Dr. Earle is one of the leading figures of ocean exploration and conservation and we touched on a great many subjects in our interview. Here is a segment that addressed the need for education and also an important perspective regarding the taking of seafood.
I found her viewpoint in comparing seafood to "bushmeat" very enlightening. I've always said we rely on raising cattle and poultry as a way to feed the masses and Sylvia backs that up with the idea that we long ago realized that simply taking wild terrestrial animals (bushmeat) would not work, that it could not be sustained.
But that is exactly what we do with the ocean's bounty - and it is a very limited bounty, limited in the sense that it was never meant to feed the human population. That is why I have always been a supporter of aquaculture or aquafarming, recognizing that there are significant challenges that need to be addressed regarding the practice but convinced that the ultimate future of seafood harvesting will need to come from these controlled methods.
I have had the pleasure of meeting with Dr. Earle and her staff on several occasions and let me tell you, she is one busy person. As explorer-in-residence with the National Geographic Society, she works 24/7 with major ocean conservation organizations and with the prominent decision-makers to help shape the future of our oceans.
It must be frustrating at times because the bureaucratic wheels can seem to turn so slowly. But I take heart in something I read recently in TIME magazine regarding political decision-making and the control of power. In an article about FDR, David Kennedy wrote,
"As the historian Henry Adams wrote, the greatest fear 'was power; not merely power in the hands of a president or a prince, of one assembly or several, of many citizens or a few, but power in the abstract, wherever it existed and under whatever form it was known.' That's why the framers of the Constitution constructed a political order based on 'checks and balances.' That arrangement has conspicuous virtues, but it also designs a measure of paralysis into the American political system. It impedes swift adjustment to changing economic and social realities. It sustains a chronic deadlock in which trauma and shock become necessary preconditions for effective political action. To a degree not found in other political cultures, it forges a perverse partnership between danger and opportunity."

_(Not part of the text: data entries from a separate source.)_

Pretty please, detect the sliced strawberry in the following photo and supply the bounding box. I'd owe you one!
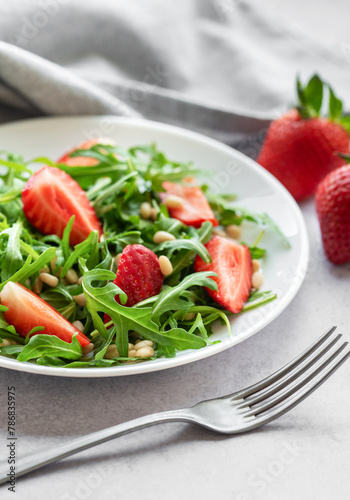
[194,236,252,313]
[159,177,219,227]
[22,166,102,246]
[114,245,164,307]
[0,281,90,347]
[57,137,114,167]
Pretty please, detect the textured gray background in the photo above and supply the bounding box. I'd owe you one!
[0,0,350,500]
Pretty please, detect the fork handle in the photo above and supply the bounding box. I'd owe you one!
[0,409,193,484]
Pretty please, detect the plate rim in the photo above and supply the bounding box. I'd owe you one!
[0,115,309,378]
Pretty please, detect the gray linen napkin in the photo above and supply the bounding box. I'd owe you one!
[0,0,350,152]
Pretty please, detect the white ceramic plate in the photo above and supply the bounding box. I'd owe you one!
[0,116,308,377]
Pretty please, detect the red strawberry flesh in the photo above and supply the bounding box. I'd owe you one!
[22,166,102,246]
[0,281,90,347]
[194,236,252,313]
[159,177,218,227]
[257,109,349,201]
[114,244,164,307]
[316,165,350,264]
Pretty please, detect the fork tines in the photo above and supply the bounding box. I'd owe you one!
[233,326,350,425]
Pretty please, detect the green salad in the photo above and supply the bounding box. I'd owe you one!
[0,141,284,368]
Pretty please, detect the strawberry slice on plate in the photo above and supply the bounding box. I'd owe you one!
[57,137,114,167]
[159,177,219,227]
[0,281,90,347]
[104,244,164,323]
[194,236,252,313]
[22,166,102,246]
[114,244,164,307]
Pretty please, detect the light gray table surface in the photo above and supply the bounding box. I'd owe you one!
[0,201,350,500]
[0,0,350,500]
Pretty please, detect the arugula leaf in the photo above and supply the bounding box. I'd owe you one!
[151,272,218,324]
[0,247,56,291]
[17,333,83,361]
[83,269,209,357]
[0,220,23,281]
[61,215,75,260]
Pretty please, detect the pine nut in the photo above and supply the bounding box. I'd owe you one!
[39,273,58,287]
[72,320,84,332]
[105,344,119,359]
[0,339,17,347]
[184,313,195,321]
[140,201,152,219]
[159,255,173,276]
[164,194,184,208]
[33,278,43,295]
[114,253,122,267]
[83,342,95,357]
[252,259,260,273]
[135,340,153,351]
[252,271,264,289]
[226,224,242,240]
[65,267,79,285]
[153,231,176,245]
[73,293,86,307]
[135,345,154,358]
[151,207,159,221]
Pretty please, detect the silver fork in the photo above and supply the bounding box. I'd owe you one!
[0,326,350,484]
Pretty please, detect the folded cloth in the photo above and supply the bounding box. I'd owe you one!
[0,0,350,152]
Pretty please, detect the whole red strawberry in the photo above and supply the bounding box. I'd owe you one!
[257,75,349,201]
[114,245,164,307]
[316,165,350,264]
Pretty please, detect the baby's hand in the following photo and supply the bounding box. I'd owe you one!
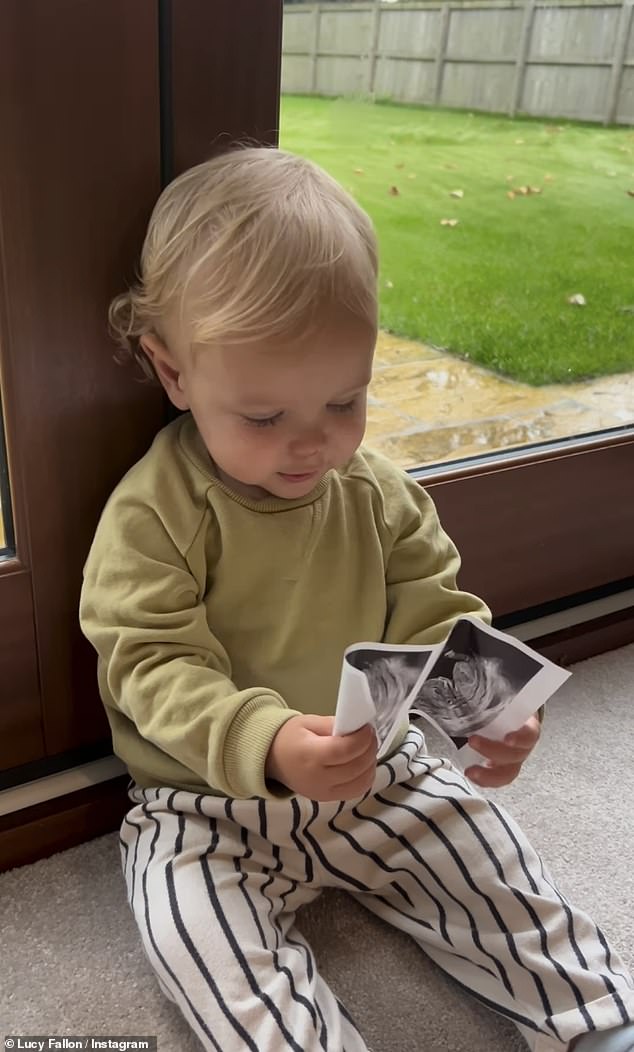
[266,715,376,801]
[465,716,541,789]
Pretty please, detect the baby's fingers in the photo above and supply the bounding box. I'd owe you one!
[469,735,533,765]
[465,764,521,789]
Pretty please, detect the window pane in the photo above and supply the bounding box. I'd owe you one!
[280,88,634,468]
[0,382,14,559]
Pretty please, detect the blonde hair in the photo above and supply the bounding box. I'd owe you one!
[108,147,377,375]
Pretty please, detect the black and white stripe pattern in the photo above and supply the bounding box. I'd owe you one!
[121,728,634,1052]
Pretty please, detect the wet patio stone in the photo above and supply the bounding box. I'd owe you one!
[366,332,634,467]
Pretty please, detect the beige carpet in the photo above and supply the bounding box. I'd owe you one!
[0,645,634,1052]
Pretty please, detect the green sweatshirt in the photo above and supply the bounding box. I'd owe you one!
[80,414,490,797]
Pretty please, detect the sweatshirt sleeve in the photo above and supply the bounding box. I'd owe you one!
[384,473,491,645]
[80,499,296,798]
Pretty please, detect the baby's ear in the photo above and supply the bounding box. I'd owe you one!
[139,332,189,409]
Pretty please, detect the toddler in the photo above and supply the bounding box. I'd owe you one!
[81,147,634,1052]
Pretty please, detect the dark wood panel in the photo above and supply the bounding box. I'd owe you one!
[0,562,44,769]
[423,438,634,616]
[167,0,283,176]
[0,775,131,872]
[0,0,165,754]
[530,607,634,668]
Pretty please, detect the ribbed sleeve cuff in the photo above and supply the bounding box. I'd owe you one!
[224,694,302,800]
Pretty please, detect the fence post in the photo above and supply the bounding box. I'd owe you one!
[366,0,382,95]
[433,3,451,106]
[604,0,634,124]
[509,0,535,117]
[310,3,322,95]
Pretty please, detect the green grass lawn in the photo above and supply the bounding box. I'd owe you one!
[280,96,634,384]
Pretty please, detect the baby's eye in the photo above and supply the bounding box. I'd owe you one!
[328,399,356,412]
[242,412,282,427]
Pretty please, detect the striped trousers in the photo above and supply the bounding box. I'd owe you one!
[121,728,634,1052]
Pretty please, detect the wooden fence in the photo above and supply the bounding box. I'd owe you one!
[282,0,634,124]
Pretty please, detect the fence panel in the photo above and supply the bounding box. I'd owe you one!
[282,0,634,124]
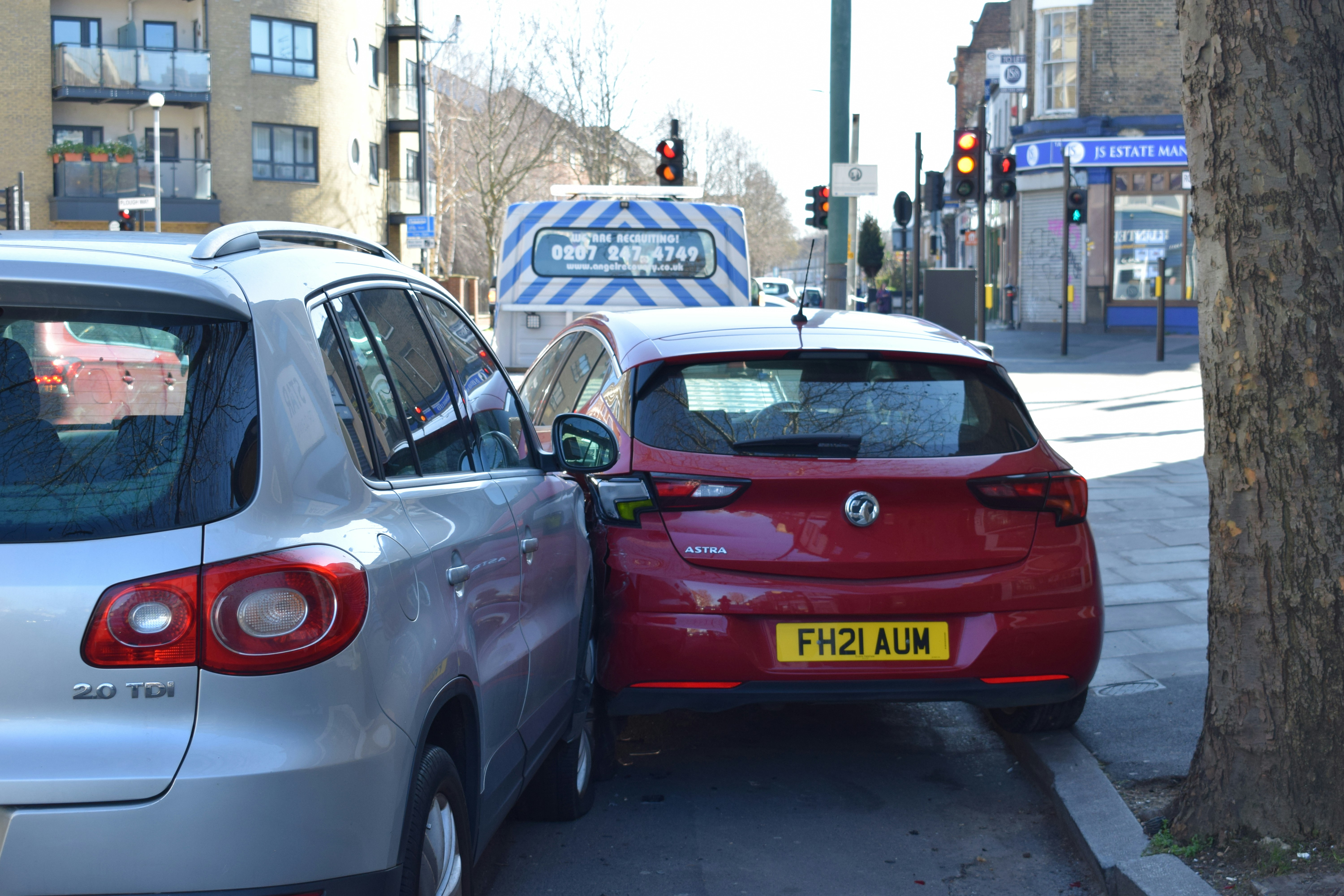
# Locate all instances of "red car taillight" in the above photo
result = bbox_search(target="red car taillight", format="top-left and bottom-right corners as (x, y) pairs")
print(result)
(200, 545), (368, 674)
(649, 473), (751, 510)
(966, 470), (1087, 525)
(82, 545), (368, 674)
(81, 570), (200, 668)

Okay, in essence, it is saying that our political bureaucracy is structured to prevent the concentration of power and avoid knee-jerk reactions. And that's a good thing. Maddening, but a good thing. Particularly if we wait for environmental "trauma and shock" to elicit a political response, we know that it won't be an isolated event but a harbinger of many more, catastrophic events.
That's why we must persevere with both generating broader public awareness and motivating our leaders to act. Enough "events" have already occurred, there is enough evidence, enough data needed to act; we don't need to wait for the roof to cave in on us.